IBM is moving strongly into the cloud, and has a computing infrastructure in the cloud that consists of two datacenters, one in its Research Triangle Park, Raleigh, N.C., and the other in Tokyo. Big Blue also offers Sametime Unyte, a Web-based conferencing application.

It also earlier this month launched an initiative that offers a mix of on-premises and cloud computing applications to help partners offer those services to customers. IBM also opened up an early version of Bluehouse, a social networking and collaboration cloud service designed to connect people from different businesses.

It’s about the reliability

Industry watchers reacted positively to IBM’s latest SaaS move.

IBM is “offering this as a hosted service on the cloud, and they’ve got Sametime Unyte, their Web conferencing system — what they’re doing is a full-court press,” Laura DiDio, principal at analyst firm ITIC, told InternetNews.com. “You get antispam, antivirus filtering, or backup and restore, and each mailbox has a gigabyte of capacity.
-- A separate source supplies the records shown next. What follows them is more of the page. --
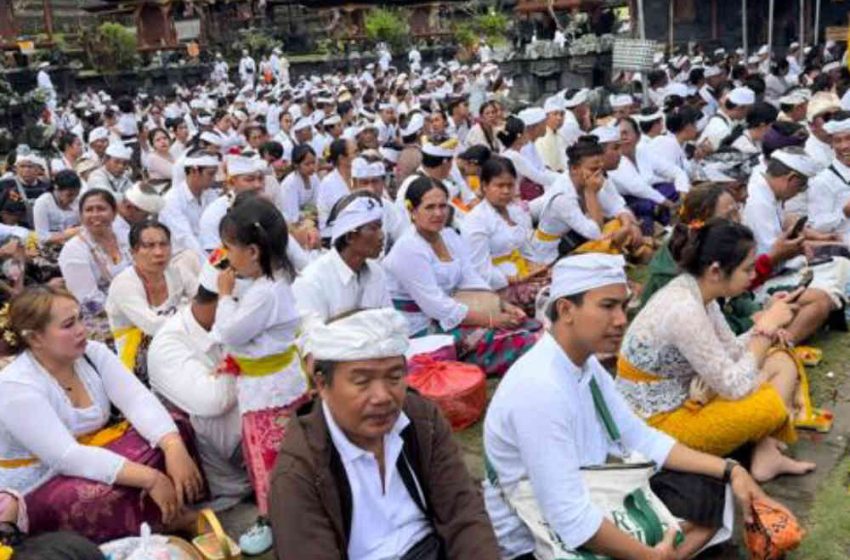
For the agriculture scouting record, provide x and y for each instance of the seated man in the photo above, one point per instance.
(182, 367)
(370, 470)
(542, 427)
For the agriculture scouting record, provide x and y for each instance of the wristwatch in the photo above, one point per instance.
(727, 471)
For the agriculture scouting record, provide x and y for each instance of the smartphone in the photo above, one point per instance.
(798, 227)
(805, 281)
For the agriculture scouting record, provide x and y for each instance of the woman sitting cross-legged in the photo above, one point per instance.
(74, 469)
(683, 370)
(427, 268)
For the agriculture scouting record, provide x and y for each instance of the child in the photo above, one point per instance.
(259, 332)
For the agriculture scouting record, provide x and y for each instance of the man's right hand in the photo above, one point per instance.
(666, 549)
(784, 248)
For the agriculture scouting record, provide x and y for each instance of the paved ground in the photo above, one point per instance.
(821, 499)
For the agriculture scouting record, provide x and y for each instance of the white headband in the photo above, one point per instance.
(371, 334)
(581, 273)
(359, 212)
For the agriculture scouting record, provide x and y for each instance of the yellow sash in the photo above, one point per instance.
(130, 339)
(546, 237)
(515, 258)
(100, 438)
(267, 365)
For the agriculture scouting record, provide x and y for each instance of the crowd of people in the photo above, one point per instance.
(210, 297)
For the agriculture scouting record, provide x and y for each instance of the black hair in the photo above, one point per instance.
(495, 166)
(514, 129)
(67, 180)
(300, 153)
(417, 190)
(761, 114)
(677, 120)
(271, 148)
(107, 196)
(139, 228)
(65, 140)
(585, 147)
(720, 241)
(341, 243)
(254, 220)
(337, 150)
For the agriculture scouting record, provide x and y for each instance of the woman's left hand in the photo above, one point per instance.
(182, 470)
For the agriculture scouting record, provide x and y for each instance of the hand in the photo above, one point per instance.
(164, 496)
(784, 248)
(226, 282)
(182, 470)
(666, 549)
(778, 315)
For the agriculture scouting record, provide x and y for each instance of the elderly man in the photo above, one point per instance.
(545, 423)
(113, 176)
(182, 364)
(370, 470)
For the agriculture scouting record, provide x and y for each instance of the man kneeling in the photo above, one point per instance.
(371, 470)
(543, 427)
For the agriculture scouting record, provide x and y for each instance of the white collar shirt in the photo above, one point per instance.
(328, 287)
(542, 426)
(385, 520)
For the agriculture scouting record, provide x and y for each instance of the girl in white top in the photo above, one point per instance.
(158, 161)
(71, 384)
(428, 265)
(300, 188)
(91, 259)
(259, 332)
(142, 297)
(56, 215)
(498, 231)
(337, 183)
(518, 138)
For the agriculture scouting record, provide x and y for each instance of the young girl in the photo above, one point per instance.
(259, 332)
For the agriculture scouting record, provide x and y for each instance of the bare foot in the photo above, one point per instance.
(769, 462)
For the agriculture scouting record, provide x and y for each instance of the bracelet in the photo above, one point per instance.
(762, 332)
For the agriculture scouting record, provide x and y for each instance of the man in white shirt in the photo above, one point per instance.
(114, 175)
(829, 193)
(393, 483)
(347, 277)
(819, 143)
(186, 201)
(733, 110)
(183, 361)
(542, 426)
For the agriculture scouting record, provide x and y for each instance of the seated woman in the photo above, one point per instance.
(711, 200)
(72, 469)
(428, 265)
(55, 213)
(498, 235)
(518, 138)
(143, 296)
(582, 211)
(683, 370)
(90, 260)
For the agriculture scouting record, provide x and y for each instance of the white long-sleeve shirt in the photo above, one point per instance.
(328, 288)
(26, 387)
(489, 236)
(50, 218)
(415, 273)
(629, 182)
(828, 194)
(182, 214)
(542, 426)
(262, 323)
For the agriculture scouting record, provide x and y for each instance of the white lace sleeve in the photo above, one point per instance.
(706, 347)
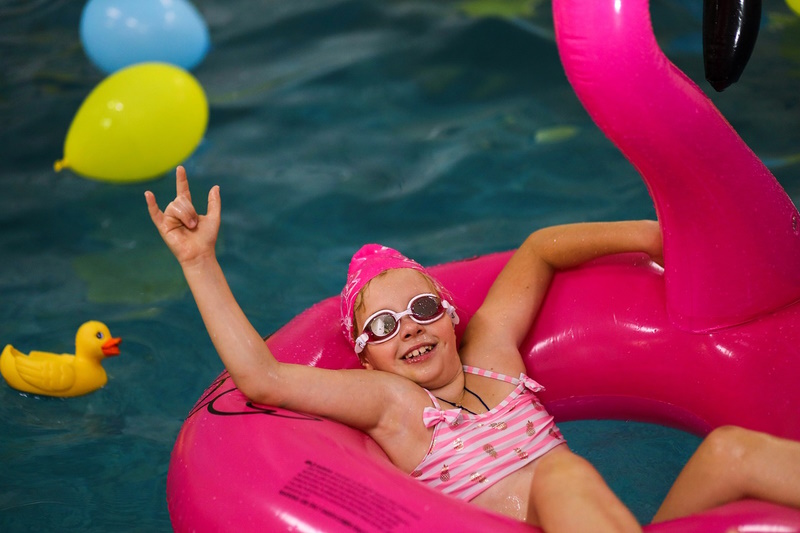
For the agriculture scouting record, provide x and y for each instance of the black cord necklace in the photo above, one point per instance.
(462, 399)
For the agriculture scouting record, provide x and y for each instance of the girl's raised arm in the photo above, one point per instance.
(254, 370)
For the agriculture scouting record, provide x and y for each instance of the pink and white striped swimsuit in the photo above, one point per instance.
(470, 453)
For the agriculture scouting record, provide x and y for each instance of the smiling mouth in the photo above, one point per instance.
(417, 353)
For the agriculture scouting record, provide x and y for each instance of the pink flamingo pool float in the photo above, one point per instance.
(713, 339)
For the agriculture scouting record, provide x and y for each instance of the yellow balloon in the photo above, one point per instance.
(138, 123)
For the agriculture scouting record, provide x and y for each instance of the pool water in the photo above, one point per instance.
(446, 129)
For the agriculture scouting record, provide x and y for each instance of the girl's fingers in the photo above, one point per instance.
(214, 203)
(182, 183)
(152, 207)
(182, 209)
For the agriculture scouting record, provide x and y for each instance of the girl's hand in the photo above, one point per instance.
(189, 236)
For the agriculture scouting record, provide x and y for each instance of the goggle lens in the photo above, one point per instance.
(423, 309)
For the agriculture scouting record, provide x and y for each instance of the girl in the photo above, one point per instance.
(464, 419)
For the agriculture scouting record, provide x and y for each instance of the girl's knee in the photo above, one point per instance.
(726, 445)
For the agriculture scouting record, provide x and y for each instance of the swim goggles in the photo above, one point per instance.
(383, 325)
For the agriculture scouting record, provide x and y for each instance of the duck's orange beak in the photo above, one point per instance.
(111, 346)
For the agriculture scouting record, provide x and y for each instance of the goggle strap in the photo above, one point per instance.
(451, 312)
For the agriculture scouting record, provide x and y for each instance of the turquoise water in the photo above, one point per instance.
(435, 127)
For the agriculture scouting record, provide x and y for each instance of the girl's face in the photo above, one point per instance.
(424, 353)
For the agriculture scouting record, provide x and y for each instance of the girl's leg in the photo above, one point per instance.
(731, 464)
(569, 495)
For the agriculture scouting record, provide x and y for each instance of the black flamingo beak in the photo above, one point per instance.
(730, 29)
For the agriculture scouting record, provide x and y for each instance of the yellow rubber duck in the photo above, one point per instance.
(62, 375)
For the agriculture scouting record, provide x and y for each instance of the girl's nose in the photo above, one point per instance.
(409, 327)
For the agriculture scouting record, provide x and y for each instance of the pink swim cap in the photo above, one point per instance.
(370, 261)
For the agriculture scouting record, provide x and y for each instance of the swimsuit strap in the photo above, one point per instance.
(433, 399)
(489, 374)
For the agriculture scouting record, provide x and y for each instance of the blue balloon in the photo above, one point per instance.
(118, 33)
It’s very competitive.”

Better yet, the service has the IBM name behind it and is hosted in IBM datacenters, “so a customer sees reliability — it’s a brand you can trust,” DiDio said. “People in the small and medium business market are very risk-averse.”

However, IBM needs to be even more competitive to be successful in the small-to-midsized business market, “where Microsoft has done so well,” DiDio added.

“They might even want to do some special promotions and offer the service at $5 a pop for a limited time in selected markets,” she said.

In other Lotus-related news, IBM said that it signed Global Hyatt Corporation to a deal that will see the hotel giant standardizing on Notes, Lotus Sametime instant messaging and the Lotus Domino server. Hyatt employs about 90,000, and said it would be using the software throughout its business, according to a statement from the companies.